Marcie’s finished with the clipboard and I hand it back. The deliveryman is gone like a shot. At a quick jog he’s headed for his van. Howard looks at him, shakes his head, a mocking grin, like he’s seen the kind before, some butt-licking hustler looking to make an impression with his employer. Howard’s civil service. Besides, he knows there isn’t a hope in hell of his owning the post office one day. I follow him out toward the loading dock. This time we take the direct route, through the center of the sorting area. Employees looking at me. Little sniggers. I can see Howard’s head shaking from behind. Like he’s running a tour-and-escort service. We get to the dock. Howard’s friend is still loading the other van.

Except for Howard and me, he is alone on the dock. “Where did he go? The guy who wanted to see me?”

Howard scratches his head, walks to the edge of the dock, and looks down the alley. Nobody. He asks the other carrier. “I dunno. Here a minute ago. Musta got tired waiting and left,” he says. He gives us the government-issue shrug. I look up the alley the other way. The courier is at the curb, standing at the open door of a vehicle, looking back over his shoulder in my direction. There’s no one else in sight, just an old lady and a vagrant walking down the sidewalk that cuts the alley at Seventh Street. “If he comes back, tell him to wait.” I’m looking at Howard. “What am I your messenger?”

“I’m going back inside. Unfinished business,” I tell him. Howard gives me the look, the face of authority, withering like blossoms in a drought. He makes no effort to stop me.

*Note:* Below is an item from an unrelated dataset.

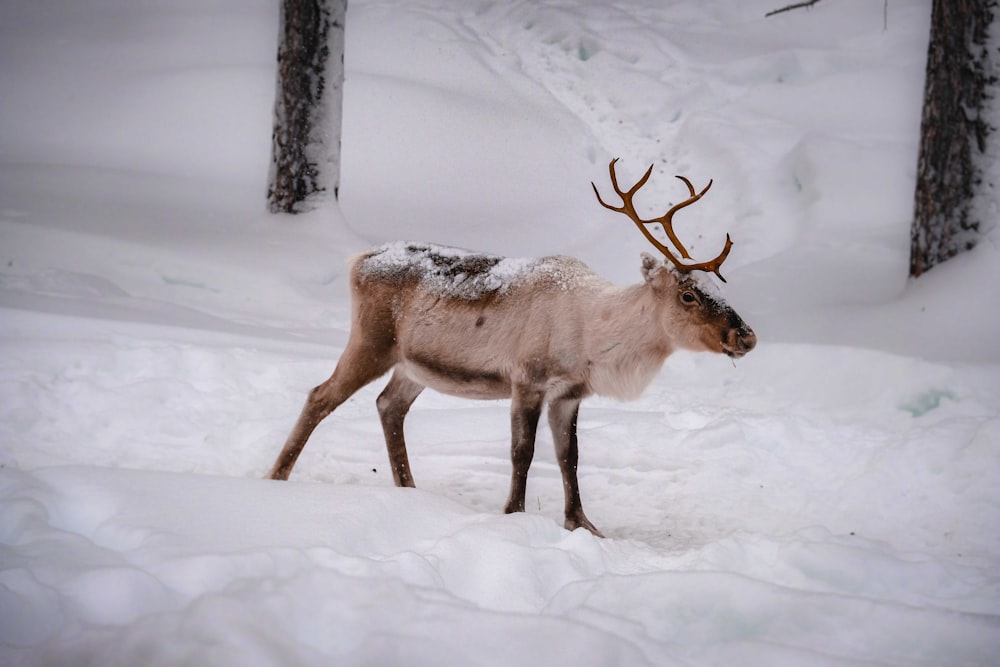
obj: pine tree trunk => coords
[267,0,347,213]
[910,0,1000,277]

Alas, the man is not management material. I head back through the door, wondering who could have been looking for me here. I didn’t tell the office where I was going. It couldn’t be Harry. One of those nagging things, like a ringing phone in the night, with nothing but heavy breathing on the line. An annoyance. I try to put it out of my mind. As I clear the mail-sorting area, I am still filtering the sights from the loading dock, like light through a camera lens set on a quick shutter speed, fading images being processed, the man’s silhouette at the curb.